Hello, Daijaih,
Thanks for adding the balanced equation. It tells us we'll get one mole of oxygen for every 2 moles of HgO. Not very productive, but the mercury is a lot of fun (before it was labelled hazardous). We can, and will, calculate the number of moles of O2 based on the moles HgO we start with, Once we have the moles, we'll use the ideal gas law to calculate volume, at STP.
We start with only 2.5 g HgO, so I don't have high hopes we'll generate a large volume of O2. Better to buy a tree.
Divide the grams HgO by it's molar mass to find moles HgO. I get 9.93x10-3 moles HgO. Pitiful. The balanced equation tells us the molar ratio of O2 to HgO is 1/2, or 0.5. That means we'll get only 1/2 the numebr of moles O2, or 4.96x10-3 moles O2.
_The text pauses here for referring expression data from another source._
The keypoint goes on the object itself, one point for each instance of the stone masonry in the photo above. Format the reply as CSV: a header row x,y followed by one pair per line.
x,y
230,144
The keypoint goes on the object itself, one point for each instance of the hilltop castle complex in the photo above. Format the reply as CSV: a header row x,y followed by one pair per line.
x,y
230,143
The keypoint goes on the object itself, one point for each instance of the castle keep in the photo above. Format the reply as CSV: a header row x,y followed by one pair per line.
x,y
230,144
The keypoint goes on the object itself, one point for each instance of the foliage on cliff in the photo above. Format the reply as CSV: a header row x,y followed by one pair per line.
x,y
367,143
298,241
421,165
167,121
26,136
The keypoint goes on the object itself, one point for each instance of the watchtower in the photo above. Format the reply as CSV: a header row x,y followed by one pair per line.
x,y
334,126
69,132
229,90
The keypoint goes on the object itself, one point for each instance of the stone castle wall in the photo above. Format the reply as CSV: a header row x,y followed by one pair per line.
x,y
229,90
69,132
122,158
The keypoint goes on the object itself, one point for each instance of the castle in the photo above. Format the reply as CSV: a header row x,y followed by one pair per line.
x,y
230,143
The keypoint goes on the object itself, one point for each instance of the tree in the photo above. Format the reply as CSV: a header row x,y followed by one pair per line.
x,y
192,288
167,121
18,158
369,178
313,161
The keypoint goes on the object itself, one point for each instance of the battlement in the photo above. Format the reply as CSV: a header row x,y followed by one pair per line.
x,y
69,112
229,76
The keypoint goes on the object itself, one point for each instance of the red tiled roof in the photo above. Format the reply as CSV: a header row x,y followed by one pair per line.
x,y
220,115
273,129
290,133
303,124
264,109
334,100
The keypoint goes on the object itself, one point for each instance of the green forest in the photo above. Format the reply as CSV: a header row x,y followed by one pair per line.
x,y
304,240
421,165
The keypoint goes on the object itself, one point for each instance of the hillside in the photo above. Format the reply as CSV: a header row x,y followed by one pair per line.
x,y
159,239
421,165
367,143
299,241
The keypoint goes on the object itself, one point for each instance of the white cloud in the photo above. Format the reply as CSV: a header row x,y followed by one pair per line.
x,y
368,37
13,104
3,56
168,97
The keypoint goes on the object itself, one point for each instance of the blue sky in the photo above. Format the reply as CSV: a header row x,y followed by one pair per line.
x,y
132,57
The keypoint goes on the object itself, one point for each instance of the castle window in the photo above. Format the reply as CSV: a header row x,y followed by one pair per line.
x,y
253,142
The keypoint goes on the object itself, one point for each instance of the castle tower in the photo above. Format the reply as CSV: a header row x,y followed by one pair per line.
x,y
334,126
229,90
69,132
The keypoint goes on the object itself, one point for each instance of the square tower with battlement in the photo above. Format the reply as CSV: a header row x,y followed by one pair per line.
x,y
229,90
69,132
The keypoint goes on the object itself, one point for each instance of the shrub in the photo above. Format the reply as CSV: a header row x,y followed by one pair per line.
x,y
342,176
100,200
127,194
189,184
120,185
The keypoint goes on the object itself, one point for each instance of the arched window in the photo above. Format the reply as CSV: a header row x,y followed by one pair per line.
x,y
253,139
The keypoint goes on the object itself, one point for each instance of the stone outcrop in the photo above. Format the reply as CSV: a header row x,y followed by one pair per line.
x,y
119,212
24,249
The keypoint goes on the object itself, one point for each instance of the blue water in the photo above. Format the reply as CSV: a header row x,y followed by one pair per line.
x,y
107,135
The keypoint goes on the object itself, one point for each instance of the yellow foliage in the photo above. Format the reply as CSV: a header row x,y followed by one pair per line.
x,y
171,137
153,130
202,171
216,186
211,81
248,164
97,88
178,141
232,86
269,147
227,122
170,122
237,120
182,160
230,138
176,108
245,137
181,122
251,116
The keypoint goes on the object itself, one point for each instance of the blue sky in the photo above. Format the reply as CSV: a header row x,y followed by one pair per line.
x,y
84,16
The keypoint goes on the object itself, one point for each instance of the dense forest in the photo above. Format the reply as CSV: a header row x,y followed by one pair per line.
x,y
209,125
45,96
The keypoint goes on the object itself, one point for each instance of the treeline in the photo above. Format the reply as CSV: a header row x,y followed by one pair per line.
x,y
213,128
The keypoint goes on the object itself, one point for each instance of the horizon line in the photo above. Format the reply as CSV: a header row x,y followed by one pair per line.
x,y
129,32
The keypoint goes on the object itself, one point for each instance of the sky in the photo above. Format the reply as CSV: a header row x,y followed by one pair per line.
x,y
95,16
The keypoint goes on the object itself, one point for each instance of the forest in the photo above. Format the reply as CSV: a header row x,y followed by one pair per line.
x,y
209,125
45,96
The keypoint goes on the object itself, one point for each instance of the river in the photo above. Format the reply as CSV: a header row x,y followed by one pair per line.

Now that we have moles O2 we can use the ideal gas law to calculate volume at STP.
PV=nRT, R is the gas constant, noted in the table.
Rearrange to find V
V=nRT/P
P=1 atm (STP)
T = 273K (STP)
V = (4.96x10-3 moles O2)*(0.0821 L*atm/mole*K)(273K)/(1 atm)
V = 0.111 L, or 111ml.
I hope this helps,
Bob